Mission: Impossible 4 ist wieder auf Augenhöhe mit dem 1. Teil. Teil 2 fand ich katastrophal und auch im 3. war mir die Handlung noch zu primitiv und die Action zu fett. In diesem Teil ist die Handlung intelligent aber die Action kommt nicht zu kurz. Die Besetzung ist, bis auf Tom Cruise, und Jeremy Renner nicht hoch-prominent aber trotzdem dehr gut. Fazit: Zusammen mit dem 1. Teil der beste Mission: Impossible und für jeden Neueinsteiger mehr als sehenswert.

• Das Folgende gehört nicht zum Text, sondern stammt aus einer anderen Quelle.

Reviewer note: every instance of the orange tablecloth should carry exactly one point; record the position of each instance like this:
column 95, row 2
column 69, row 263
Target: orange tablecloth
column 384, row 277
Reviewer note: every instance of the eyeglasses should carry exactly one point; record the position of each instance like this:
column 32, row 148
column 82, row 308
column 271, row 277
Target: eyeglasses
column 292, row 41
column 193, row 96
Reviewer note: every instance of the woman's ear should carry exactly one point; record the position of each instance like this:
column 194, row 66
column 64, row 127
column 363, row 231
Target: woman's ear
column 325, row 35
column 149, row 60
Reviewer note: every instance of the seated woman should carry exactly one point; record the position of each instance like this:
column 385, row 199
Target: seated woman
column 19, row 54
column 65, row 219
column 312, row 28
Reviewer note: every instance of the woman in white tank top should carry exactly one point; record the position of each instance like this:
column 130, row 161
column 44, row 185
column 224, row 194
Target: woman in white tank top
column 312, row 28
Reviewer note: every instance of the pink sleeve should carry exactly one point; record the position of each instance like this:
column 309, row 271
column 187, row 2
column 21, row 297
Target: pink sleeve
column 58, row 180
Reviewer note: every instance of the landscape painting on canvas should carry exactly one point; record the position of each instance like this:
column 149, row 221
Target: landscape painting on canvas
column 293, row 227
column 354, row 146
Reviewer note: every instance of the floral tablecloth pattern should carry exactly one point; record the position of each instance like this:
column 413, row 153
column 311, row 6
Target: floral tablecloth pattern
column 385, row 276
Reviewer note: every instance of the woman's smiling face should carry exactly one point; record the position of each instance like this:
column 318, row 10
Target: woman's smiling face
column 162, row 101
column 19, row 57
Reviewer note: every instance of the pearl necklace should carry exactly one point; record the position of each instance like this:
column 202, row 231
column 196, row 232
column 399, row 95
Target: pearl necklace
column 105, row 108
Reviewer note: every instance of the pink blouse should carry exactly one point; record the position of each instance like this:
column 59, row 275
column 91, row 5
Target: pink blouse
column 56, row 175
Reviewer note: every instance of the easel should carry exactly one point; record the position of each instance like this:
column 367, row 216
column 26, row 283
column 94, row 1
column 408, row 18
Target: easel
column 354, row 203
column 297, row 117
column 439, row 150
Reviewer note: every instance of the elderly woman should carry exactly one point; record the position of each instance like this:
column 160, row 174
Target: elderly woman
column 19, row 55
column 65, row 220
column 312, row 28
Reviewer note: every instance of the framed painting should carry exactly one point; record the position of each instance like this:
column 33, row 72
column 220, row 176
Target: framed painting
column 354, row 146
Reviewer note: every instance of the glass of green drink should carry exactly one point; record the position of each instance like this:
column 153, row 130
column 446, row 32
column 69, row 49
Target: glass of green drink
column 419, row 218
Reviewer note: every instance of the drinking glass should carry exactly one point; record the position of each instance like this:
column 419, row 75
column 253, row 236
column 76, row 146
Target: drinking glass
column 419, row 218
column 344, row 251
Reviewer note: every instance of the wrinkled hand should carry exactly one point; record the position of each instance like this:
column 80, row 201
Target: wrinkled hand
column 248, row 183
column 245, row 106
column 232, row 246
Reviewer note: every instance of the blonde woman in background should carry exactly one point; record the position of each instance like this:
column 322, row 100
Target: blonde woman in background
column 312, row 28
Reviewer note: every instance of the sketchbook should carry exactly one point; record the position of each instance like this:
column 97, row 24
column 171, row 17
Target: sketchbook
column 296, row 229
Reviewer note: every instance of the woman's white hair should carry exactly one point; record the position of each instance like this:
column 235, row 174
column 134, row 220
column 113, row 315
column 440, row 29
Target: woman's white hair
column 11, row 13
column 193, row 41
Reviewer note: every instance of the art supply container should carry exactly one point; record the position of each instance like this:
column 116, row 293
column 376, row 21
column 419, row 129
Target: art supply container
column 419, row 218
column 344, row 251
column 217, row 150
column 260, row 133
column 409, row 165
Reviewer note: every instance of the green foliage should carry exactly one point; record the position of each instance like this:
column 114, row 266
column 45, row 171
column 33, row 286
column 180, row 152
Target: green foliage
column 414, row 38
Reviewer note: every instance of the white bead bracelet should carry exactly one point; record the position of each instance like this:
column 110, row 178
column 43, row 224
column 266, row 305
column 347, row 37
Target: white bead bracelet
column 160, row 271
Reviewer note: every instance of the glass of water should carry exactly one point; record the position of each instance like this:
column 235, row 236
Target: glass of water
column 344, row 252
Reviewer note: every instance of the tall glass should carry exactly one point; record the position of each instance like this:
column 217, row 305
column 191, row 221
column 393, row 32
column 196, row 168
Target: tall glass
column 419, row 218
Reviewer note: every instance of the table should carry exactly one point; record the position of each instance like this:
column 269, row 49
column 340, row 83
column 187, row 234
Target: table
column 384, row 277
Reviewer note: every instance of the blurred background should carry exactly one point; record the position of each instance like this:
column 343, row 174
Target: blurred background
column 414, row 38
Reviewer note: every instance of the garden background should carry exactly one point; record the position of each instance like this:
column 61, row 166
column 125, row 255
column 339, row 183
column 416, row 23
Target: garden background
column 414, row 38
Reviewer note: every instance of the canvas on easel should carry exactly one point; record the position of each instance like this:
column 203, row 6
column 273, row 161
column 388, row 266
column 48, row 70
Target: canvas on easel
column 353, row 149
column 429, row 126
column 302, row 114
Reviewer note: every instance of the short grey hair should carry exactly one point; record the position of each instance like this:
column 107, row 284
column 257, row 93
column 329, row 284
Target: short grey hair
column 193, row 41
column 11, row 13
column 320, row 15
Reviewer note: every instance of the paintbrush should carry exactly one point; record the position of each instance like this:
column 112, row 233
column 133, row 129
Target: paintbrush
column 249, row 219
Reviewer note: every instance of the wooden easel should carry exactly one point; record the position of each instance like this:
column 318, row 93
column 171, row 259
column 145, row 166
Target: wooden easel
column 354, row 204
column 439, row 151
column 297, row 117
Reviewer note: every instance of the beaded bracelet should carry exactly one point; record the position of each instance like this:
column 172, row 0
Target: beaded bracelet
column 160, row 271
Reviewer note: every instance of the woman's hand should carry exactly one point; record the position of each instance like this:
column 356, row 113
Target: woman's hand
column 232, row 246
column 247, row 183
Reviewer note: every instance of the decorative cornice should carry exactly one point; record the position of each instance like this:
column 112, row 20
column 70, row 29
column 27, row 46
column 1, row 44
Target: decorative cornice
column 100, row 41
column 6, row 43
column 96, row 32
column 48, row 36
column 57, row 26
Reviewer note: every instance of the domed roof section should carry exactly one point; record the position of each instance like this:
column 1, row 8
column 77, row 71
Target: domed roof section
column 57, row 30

Zuerst: Der Film ist der beste der M:I-Reihe! Als ich ins Kino ging hatte ich ein mittelmäßiges Gefühl aber ich wurde überwältigt! Besser als jeder James Bond und Bourne Film! Ich habe ihn dann auch direkt, nachdem er auf Blu Ray erschienen ist, gekauft. Wieso? Hier passt alles zusammen, der Humor, die normale Story (die aber nicht so gut wie in Teil 2 ist) und die perfekte Umsetzung durch Brad Bird. Ich hätte nicht gedacht, dass ein Regisseur, der bisher nur Zeichentrick- und Animationsfilme gemacht hat, so einen guten Agentenfilm rausbringen könnte. Respekt! Simon Pegg war einer meiner Favoriten, er hat schwarzen Humor reingebracht und dieser hat auch im richtigen Moment immer gut in den Film reingepasst. Jeremy Renner hatte auch einen guten Auftritt. Zuerst wirkte er für die Story unwichtig und im Handumdrehen wird er eine der Hauptpersonen. Diese Wendung war unerwartet für den Zuschauer und das gehört sich auch so. Der Bösewicht, Curt Cobalt Hendricks, hatte leider einen etwas mageren Auftritt. spoiler: Besonders sein Sprung am Ende, ich hätte ihm am liebsten im Kampf sterben sehen, als durch einen feigen Sprung in den Abgrund. Fazit: Der beste Agentenfilm, den ich bisher gesehen habe, aber leider kein Meisterwerk. Großartig und 4.5/5 Sterne!